“What do you think?” I asked Evan, as we closed our bedroom door.
“Of what?” he answered, with the occasional obtuseness that will overtake the best of men.
“Of Sylvia and Bradford, of course. Are they in love, do you think?”
“I rather think that he is,” Evan answered, slowly, as if bringing his mind from afar, “but that he doesn’t know it, and I hope he may stay in ignorance, for it will do him no good, for I am sure that she is not, at least with Bradford. She is drifting about in the Whirlpool now. She has not ‘found herself’ in any way, as yet. She seems a charming girl, but I warn you, Barbara, don’t think you scent romance, and try to put a finger in this pie! Your knowledge of complex human nature isn’t nearly as big as your heart, and the Latham set are wholly beyond your ken and comprehension.” Then Evan, declining to argue the matter, went promptly to sleep.

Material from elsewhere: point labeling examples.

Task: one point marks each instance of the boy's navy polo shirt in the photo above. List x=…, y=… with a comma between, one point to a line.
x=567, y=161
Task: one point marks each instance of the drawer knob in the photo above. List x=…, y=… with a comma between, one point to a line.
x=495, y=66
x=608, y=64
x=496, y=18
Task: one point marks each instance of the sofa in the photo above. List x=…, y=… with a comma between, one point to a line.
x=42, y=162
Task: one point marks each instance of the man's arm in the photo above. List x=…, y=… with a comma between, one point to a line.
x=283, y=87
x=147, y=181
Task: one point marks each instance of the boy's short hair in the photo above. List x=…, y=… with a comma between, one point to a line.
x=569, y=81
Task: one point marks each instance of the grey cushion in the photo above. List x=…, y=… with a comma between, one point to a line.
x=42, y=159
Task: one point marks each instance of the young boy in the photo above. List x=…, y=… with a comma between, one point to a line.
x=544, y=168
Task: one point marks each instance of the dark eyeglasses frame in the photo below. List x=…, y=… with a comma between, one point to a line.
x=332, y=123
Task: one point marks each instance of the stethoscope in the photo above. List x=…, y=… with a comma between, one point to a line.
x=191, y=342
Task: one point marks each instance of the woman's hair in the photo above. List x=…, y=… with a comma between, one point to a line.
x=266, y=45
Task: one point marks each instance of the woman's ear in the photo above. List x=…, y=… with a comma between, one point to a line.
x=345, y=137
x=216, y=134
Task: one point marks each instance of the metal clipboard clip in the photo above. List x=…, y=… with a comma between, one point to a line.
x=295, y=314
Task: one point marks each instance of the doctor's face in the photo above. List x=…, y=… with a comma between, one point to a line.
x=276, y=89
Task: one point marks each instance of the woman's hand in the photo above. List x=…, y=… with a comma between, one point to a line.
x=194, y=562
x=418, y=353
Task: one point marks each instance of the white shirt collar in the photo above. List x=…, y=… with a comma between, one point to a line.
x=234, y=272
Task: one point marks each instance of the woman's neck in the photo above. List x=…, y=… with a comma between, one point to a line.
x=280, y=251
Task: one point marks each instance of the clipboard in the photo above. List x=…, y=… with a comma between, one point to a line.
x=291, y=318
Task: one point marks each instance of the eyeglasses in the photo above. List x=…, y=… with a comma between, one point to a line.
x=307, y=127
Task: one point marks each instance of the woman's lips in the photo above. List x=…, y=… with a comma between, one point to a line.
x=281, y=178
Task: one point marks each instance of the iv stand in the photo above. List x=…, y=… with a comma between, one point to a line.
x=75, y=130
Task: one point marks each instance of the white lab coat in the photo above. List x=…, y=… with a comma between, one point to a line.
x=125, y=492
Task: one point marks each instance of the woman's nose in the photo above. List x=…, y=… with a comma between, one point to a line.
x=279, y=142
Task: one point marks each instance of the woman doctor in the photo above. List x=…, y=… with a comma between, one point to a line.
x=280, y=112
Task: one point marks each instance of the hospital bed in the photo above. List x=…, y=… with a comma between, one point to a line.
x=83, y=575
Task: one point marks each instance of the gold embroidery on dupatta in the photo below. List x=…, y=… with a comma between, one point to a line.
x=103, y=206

Not so Sylvia. When Miss Lavinia went to her room to see if the girl was comfortable and have a little go-to-bed chat by the fire, she found her stretched upon the bed; her head hidden between the pillows, in a vain effort to stifle her passionate sobbing.
“What is it, my child?” she asked, truly distressed. “Are you tired, or have you taken cold, or what?”
“No, nothing like that,” she whispered, keeping her face hidden and jerking out disjointed sentences, “but I can’t do anything for anybody. No one really depends on me for anything. Helen Baker must leave college, because they need her at home,—just think, need her! Isn’t that happiness? And Mr. Bradford is so joyful over his new salary, thinks it is a fortune, and with being able to buy those things for his mother,—father has sent me more money during the four months I’ve been back, so I may feel independent, he says, than the Professor will earn in a year. Independent? deserted is a better word! I hardly know my own parents, I find, and they expect nothing from me, even my companionship.
“Before I went away to school, if mamma was ill, I used to carry up her breakfast, and brush her hair; now she treats me almost like a stranger,—dislikes my going to her room at odd times. I hardly ever see her, she is always so busy, and if I beg to be with her, as I did once, she says I do not understand her duty to society.
“People should not have children and then send them away to school until they feel like strangers, and their homes drift so far away that they do not know them when they come back,—and there’s poor Carthy out west all alone, after the plans we made to be together. It is all so different from what I expected. Why does not father come home, or mother seem to mind that he stays away? What is the matter, Aunt Lavinia? Is mamma hiding something, or is the fault all mine?”